Fall 2019Non-Fiction

Stealing Sand – Christy O’Callaghan

My older brother JJ mumbles to himself like our mom always does when she’s pissed off. “Enter Sandman” plays from the same tape he’d been rolling for the last five years. The song blasts from the speakers of his black pick-up truck, the vibrations slamming against my bare legs. At my feet sits the red plastic bucket and blue plastic shovel that we used as kids. Our grandmother Monk never misplaces things like that. Skinny tall pines drift past the windows as we pull off the cracked pavement. The tires kick up dust as we continue down the dirt road that cuts through the woods to a white sand beach—a secret luxury along the rocky coast of Maine.

For as long as my family can remember, it had been an unmarked beach that the locals called Lusha, but today a fancy brown State of Maine sign looms over the dry dusty parking lot. The mid-90’s was bringing modernization—a new name, a set of rules, and a white plastic pipe to drop in a couple of sweaty dollars as the admission fee. On the other side of the cars is a spanking new two-holer outhouse with doors and everything. Crap, I think, the beach has gone corporate.

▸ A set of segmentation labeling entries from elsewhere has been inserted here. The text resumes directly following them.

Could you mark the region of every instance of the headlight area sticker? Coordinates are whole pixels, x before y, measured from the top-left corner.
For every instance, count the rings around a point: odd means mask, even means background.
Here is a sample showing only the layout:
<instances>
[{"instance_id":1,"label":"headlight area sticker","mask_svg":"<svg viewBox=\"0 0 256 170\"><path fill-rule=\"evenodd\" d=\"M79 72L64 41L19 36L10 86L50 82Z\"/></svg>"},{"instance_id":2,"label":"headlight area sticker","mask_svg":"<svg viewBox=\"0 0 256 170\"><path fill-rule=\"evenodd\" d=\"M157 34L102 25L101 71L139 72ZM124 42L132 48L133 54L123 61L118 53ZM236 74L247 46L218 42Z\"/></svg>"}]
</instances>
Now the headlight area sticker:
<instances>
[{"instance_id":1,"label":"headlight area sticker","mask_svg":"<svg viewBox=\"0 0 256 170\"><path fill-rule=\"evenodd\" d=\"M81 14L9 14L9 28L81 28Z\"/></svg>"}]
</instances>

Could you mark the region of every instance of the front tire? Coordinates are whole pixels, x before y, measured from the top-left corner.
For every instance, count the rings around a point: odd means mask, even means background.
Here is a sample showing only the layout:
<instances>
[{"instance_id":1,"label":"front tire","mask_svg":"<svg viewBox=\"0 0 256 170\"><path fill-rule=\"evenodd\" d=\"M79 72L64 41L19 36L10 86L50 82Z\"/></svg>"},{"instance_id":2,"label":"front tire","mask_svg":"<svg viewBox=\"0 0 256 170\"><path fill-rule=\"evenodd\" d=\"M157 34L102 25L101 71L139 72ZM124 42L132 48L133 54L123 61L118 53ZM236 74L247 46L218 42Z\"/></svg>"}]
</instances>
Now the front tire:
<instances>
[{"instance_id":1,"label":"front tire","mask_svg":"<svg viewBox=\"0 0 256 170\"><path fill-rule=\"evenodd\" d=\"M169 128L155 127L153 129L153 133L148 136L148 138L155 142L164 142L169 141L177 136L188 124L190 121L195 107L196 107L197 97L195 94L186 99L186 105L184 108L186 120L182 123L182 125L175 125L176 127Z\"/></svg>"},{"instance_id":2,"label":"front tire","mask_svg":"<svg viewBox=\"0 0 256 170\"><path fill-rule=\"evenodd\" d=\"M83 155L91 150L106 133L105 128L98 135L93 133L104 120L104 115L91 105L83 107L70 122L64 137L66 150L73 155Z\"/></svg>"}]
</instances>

I stop to inhale the sweet fragrance of the deep pink Rosa rugosa blossoms and kick off my flip-flops at the grass strip that separates hard dirt lot from soft grains of sand. Then I scan the beach for a dry spot without too much crusty seaweed or dead crabs. When I find one I squat down and start to dig.

The sand slipping off the blue shovel into the red bucket feels like childhood. For a week or two each summer my family visited our grandmother’s cottage. We used this bucket on this beach to build castles and collect shells and throw water on the one who fell asleep. At home our mom worked a couple jobs at a time, but in Maine our mom relaxed and let Monk take over. Monk wasn’t a play in the dirt kind of woman, but she was happy to let us loose with the ocean as our playground. Both in here and at home my brothers and I spent more time together than other siblings we knew. We had to be close, even if we didn’t always want to be.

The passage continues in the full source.